After all these manipulations, we can look at the Zabbix web interface and find our host in the Linux servers group. Looking at its parameters, we see that sensors are not associated with a given host, triggers and graphics - there is a host, Zabbix knows about it but does not control it, because no data item has been specified. We apply to this host a pre-created template and - it's in the bag! Zabbix independently puts sensors and triggers on our host and starts monitoring.
As a result, our problem is solved by a combined approach:
- database manipulations add all our terminals to Zabbix;
- using the mass update host function, we attach the corresponding template to the added terminals.
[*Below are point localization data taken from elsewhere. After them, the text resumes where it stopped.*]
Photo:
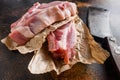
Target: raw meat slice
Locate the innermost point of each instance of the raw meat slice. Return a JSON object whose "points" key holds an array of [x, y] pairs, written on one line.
{"points": [[61, 42]]}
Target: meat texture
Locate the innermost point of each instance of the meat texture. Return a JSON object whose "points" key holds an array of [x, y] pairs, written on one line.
{"points": [[38, 17], [62, 41]]}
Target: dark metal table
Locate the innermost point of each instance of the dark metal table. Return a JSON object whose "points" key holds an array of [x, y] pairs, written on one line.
{"points": [[13, 65]]}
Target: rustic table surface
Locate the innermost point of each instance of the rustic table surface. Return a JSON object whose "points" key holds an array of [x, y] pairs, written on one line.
{"points": [[13, 65]]}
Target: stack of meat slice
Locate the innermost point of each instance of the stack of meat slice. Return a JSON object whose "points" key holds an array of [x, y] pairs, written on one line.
{"points": [[38, 17], [61, 42]]}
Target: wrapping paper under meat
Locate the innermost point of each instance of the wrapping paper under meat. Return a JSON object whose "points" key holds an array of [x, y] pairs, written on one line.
{"points": [[88, 51]]}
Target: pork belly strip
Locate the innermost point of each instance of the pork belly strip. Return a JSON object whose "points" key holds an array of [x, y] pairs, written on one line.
{"points": [[61, 42], [39, 17]]}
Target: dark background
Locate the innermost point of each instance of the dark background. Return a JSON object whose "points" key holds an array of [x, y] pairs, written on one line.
{"points": [[13, 65]]}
PS Around in the article the name of the host means the very name by which this host appears in Zabbix. And it is not related to the DNS-name of the host (although no one bothers them to match). If you are using a monitoring agent, then the host name is the value of the hostname in its configuration file.
Instead of epilogue
The failure of previous generations to manipulate the database, quite obviously, lies in the fact that matching a template to a host in a database is not the same as applying this template from the Zabbix interface. Obviously, the application of the template creates mappings between the host and sensors, the host and triggers, etc., and the structure of these tables is already becoming too complex.
I do not bring here a ready script. First, because I don’t have it - the practical part was done by my Perl colleague by parsing a text file with names and IP terminals and creating an SQL script from them. I would do everything in Ruby, most likely. Another colleague of mine said that an ordinary shell script would suffice here with ears. However, the algorithm is simple and can be implemented as you please.
And finally ... When we added our terminals, we did not take into account one thing - for Zabbix, the number of monitored sensors suddenly increased from 80 to 4000. The poor animal was stupid from such a turn of events and collapsed. Therefore, I recommend to disable Zabbix hosts before such a massive addition, at least for reasons of humanity. And, of course, after adding and applying the Zabbix template, it will take some time to realize and digest the heap of objects under its control, so be patient. However, this time is by every order less than the time required to bypass the class A subnet.